Faulhaber: Die Dossenheimer Unternehmen können zurzeit Soforthilfen des Landes Baden-Württemberg beantragen. In der Gemeindeverwaltung haben wir eine Hotline eingerichtet, um die Unternehmen in dieser Situation zu unterstützen und ihnen alle Informationen bestmöglich zur Verfügung zu stellen. Auch aktualisierte Auflistungen von Abhol- und Lieferdiensten sind auf unserer Homepage zu finden. Die Botschaft ist ganz eindeutig: wir sind für unsere Gewerbetreibenden, unseren Einzelhandel, die Gaststätten da und tun unser bestmögliches. Wir überlegen zurzeit auch, wie wir die Unternehmen als Kommune auch zukünftig unterstützen können. Da wir jedoch ebenfalls mit erheblichen finanziellen Einbußen – für Dossenheim sicherlich im hohen siebenstelligen Bereich – in unserem Haushalt rechnen müssen, haben wir diese Thematik schon sehr zeitnah in Richtung Land und Bund kommuniziert.

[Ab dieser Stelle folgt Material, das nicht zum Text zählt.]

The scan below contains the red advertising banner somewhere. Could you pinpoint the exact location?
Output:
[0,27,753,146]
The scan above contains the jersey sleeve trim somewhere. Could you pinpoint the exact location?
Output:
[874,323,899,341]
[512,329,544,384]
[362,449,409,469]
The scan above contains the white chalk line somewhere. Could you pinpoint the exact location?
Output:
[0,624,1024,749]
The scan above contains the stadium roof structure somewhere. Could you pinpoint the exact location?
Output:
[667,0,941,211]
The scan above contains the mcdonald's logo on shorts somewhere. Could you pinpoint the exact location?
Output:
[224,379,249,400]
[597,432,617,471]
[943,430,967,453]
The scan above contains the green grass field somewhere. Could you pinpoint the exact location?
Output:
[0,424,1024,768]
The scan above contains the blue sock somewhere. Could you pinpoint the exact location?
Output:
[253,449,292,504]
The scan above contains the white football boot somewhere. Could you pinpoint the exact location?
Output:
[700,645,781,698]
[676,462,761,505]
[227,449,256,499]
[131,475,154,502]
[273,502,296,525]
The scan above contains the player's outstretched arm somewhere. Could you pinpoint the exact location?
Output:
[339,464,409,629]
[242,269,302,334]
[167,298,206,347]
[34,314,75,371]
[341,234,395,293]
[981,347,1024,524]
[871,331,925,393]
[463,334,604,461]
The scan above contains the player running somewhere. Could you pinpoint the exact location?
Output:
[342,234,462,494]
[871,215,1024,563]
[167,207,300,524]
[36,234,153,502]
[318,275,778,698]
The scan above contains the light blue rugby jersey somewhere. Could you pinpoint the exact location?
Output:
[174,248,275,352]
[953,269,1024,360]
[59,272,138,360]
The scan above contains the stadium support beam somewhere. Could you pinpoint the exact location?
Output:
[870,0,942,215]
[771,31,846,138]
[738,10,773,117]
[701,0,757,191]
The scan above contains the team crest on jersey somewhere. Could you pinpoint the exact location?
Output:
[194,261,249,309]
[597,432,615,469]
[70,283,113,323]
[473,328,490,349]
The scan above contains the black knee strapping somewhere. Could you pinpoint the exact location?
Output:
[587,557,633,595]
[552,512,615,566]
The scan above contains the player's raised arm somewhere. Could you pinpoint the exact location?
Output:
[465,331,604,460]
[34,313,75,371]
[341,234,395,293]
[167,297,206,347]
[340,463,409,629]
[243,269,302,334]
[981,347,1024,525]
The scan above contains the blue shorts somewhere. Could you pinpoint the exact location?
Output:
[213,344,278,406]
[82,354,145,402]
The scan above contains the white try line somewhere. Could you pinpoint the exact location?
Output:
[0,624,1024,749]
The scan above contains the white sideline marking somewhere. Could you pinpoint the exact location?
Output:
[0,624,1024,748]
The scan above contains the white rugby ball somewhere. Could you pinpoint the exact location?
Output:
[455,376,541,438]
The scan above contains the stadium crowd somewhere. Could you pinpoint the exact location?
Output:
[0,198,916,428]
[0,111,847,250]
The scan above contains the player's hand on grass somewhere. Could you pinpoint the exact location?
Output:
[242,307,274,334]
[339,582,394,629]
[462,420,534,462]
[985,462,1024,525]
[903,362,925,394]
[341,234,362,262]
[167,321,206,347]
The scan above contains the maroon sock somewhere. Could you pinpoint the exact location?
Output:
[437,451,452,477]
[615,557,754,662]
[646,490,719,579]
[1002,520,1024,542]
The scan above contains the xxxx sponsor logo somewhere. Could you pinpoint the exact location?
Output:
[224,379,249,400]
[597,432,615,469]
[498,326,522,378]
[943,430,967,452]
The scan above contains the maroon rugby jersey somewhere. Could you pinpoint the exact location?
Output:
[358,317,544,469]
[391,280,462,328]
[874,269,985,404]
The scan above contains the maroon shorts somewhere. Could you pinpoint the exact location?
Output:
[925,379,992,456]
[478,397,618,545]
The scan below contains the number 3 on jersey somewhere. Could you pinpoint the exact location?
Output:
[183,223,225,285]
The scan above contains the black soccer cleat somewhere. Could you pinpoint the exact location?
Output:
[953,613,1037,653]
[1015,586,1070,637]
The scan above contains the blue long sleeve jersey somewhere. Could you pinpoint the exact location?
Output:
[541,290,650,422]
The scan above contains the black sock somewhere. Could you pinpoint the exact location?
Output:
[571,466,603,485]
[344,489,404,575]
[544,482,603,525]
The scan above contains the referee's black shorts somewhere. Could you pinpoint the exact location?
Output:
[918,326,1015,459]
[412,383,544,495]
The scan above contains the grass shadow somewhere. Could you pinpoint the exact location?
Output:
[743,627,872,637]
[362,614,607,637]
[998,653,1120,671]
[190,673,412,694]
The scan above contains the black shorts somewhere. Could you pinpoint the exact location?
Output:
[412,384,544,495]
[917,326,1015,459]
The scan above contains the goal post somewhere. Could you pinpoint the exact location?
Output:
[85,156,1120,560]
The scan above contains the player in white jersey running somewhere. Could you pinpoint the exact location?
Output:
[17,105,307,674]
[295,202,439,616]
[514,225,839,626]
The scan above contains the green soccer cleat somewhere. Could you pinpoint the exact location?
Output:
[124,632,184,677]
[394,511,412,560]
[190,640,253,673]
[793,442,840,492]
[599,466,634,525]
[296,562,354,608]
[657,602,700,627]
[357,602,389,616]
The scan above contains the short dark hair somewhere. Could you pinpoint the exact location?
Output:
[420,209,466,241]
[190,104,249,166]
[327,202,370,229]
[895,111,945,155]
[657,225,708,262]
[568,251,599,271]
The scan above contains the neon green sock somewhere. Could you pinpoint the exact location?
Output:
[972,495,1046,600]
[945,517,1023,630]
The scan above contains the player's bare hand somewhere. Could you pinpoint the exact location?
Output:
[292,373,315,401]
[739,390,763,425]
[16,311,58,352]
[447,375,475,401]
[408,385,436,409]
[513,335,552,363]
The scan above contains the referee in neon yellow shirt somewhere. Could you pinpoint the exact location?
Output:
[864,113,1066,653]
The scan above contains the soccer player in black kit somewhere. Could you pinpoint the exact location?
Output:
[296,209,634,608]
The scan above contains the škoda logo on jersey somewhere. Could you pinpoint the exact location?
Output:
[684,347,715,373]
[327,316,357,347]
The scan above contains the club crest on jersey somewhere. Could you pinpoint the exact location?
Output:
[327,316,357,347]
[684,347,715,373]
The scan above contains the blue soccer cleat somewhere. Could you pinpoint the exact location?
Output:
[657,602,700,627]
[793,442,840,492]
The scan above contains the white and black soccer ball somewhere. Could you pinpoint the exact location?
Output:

Wie organisieren Sie die Gemeinderats- und Ausschusssitzungen, solange das Abstandsgebot gilt?
Faulhaber: Wir haben am 24. März 2020 bereits eine Gemeinderatssitzung in Präsenzform abgesagt bzw. Beschlüsse alternativ getroffen. Aufgrund einer hohen Dynamik und den Gegebenheiten war dies in enger Abstimmung mit dem Gemeinderat auch Rückblickend die einzig richtige Entscheidung. Stattdessen haben wir Beschlüsse in einem elektronischen Verfahren auf den Weg gebracht, das mit dem Kommunalrechtsamt abgestimmt war. Die Gemeinderäte konnten so auf elektronischem Weg über die Beschlüsse abstimmen, die Ergebnisse haben wir in unserem Amtsblatt und auf der Homepage veröffentlicht. Es ist mir ein großes Anliegen, den Gemeinderat beschlussfähig zu halten und damit auch die Funktionsfähigkeit der Verwaltung sicherzustellen. Bislang gelingt dies sehr gut.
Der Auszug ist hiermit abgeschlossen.